Sakamoto, 28 novembre, Auditorium di Roma



Il titolo è incompleto. Ryuichi Sakamoto E Christian Fennesz. Nel senso che il secondo interviene sulla musica del primo.
Tutta la prima parte del concerto non è male. Una volta superato il primo pezzo, in cui lo shock di vedere Sakamoto non suonare il lungo pianoforte a coda posizionato sul palco e' forte, i due si intendono bene, dando vita a un genere molto in voga: il musicista ed il rumorista. Il rumorista interviene con effetti elettronici sulle frasi di piano. Ogni tanto imbraccia una chitarra elettrica. Sakamoto suona disteso, ogni tanto si alza a percuotere con la mano le corde del piano.
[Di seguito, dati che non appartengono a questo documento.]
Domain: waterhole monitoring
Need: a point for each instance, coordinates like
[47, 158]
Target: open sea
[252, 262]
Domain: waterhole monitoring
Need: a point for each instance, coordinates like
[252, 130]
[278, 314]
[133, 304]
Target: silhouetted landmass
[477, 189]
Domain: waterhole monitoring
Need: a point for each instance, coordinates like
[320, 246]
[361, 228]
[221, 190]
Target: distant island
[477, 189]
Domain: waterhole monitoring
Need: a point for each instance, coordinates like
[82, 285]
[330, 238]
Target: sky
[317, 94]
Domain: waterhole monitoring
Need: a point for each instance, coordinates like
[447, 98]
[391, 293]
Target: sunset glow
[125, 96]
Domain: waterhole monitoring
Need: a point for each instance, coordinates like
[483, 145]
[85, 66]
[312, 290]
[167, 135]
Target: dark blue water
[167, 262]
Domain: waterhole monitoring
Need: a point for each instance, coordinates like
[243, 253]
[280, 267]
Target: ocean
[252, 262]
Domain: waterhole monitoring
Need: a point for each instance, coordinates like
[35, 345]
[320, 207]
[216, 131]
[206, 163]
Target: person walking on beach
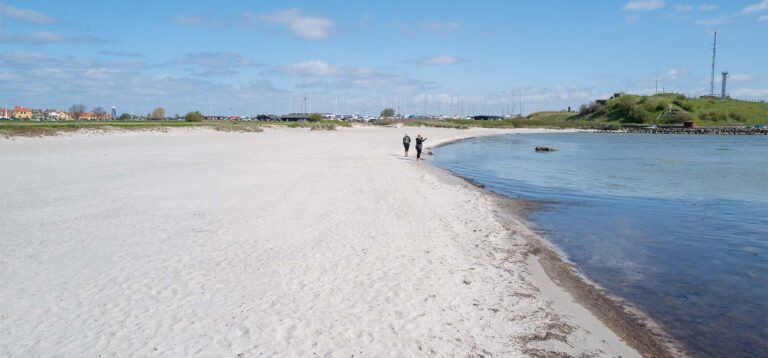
[419, 141]
[406, 143]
La cosa nel complesso e' piacevole, e si distende per circa un'ora, fino a quando i due si alzano, salutano, ed escono. Sarà una pausa, pensi, e hai la conferma con sollievo pochi secondi dopo. Ritornano per i bis, e Sakamoto attacca "Forbidden colors", fra il visibilio del pubblico. Peccato che (secondo me) lui se la ridacchi, perchè proprio quando ti stai lasciando cullare dalla melodia orientaleggiante, arrivano le pernacchie del rumorista. Non può essere vero, pensi, ed invece e' proprio così.
"Oramai sono cambiato, avete voluto il pezzo vecchio? Bene, ve lo faccio così, e pazienza se non vi sta bene".